Funding: No specific financial support was available for this study.

REFERENCES

1 Chen FK, White A, Harney BA. Systemic tuberculosis presenting with bilateral visual loss. Br J Ophthalmol. 2010;94(12):1686-7.

2 Gupta A, Gupta V, Pandav SS, Gupta A. Posterior scleritis associated with systemic tuberculosis. Indian J Ophthalmol. 2003;51(4):347-9.

3 Thompson MJ, Albert DM. Ocular Tuberculosis. Arch Ophthalmol. 2005;123(6):844-9.

4 Velasco e Cruz AA, Chahud F, Feldman R, Akaishi PM. Posterior scleral tuberculoma: case report. Arq Bras Oftalmol. 2011;74(1):53-4.
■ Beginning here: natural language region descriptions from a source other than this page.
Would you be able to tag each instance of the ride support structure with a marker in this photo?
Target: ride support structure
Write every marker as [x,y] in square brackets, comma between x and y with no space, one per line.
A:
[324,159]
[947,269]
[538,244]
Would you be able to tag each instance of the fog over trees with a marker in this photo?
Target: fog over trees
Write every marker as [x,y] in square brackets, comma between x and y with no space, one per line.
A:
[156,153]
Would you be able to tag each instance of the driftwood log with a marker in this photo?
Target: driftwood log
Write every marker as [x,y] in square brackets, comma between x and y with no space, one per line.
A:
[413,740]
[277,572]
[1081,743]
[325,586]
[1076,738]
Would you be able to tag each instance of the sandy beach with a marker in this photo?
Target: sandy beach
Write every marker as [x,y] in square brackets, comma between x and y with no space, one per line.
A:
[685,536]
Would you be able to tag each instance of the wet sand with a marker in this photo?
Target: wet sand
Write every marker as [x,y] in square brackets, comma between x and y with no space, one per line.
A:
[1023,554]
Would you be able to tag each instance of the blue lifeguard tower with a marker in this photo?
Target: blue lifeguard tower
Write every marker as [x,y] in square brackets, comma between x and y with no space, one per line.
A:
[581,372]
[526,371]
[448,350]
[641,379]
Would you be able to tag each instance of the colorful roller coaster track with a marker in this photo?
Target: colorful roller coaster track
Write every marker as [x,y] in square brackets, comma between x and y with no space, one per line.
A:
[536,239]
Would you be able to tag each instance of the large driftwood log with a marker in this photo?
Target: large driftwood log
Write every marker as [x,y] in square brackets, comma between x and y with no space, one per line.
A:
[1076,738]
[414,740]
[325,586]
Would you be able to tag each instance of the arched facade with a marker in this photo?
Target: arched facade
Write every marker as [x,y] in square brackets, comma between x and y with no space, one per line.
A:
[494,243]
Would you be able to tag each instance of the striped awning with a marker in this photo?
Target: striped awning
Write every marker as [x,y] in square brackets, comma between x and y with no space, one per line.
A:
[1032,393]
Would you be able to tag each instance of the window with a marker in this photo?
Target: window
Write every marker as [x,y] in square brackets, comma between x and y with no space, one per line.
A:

5 Keino H, Watanabe T, Taki W, Nakashima C, Okada AA. Clinical features and visual outcomes of Japanese patients with scleritis. Br J Ophthalmol. 2010;94(11):1459-63.

6 La Distia Nora R, van Velthoven ME, Ten Dam-van Loon NH, Misotten T, Bakker M, van Hagen MP, Rothova A. Clinical manifestations of patients with intraocular inflammation and positive QuantiFERON-TB gold in-tube test in a country nonendemic for tuberculosis. Am J Ophthalmol. 2014;157(4):754-61.

7 Bansal R, Gupta A, Gupta V, Dogra MR, Bambery P, Arora SK. Role of anti-tubercular therapy in uveitis with latent/manifest tuberculosis. Am J Ophthalmol. 2008;146(5):772-9.

Submitted for publication: March 23, 2015.
Accepted for publication: May 2, 2015.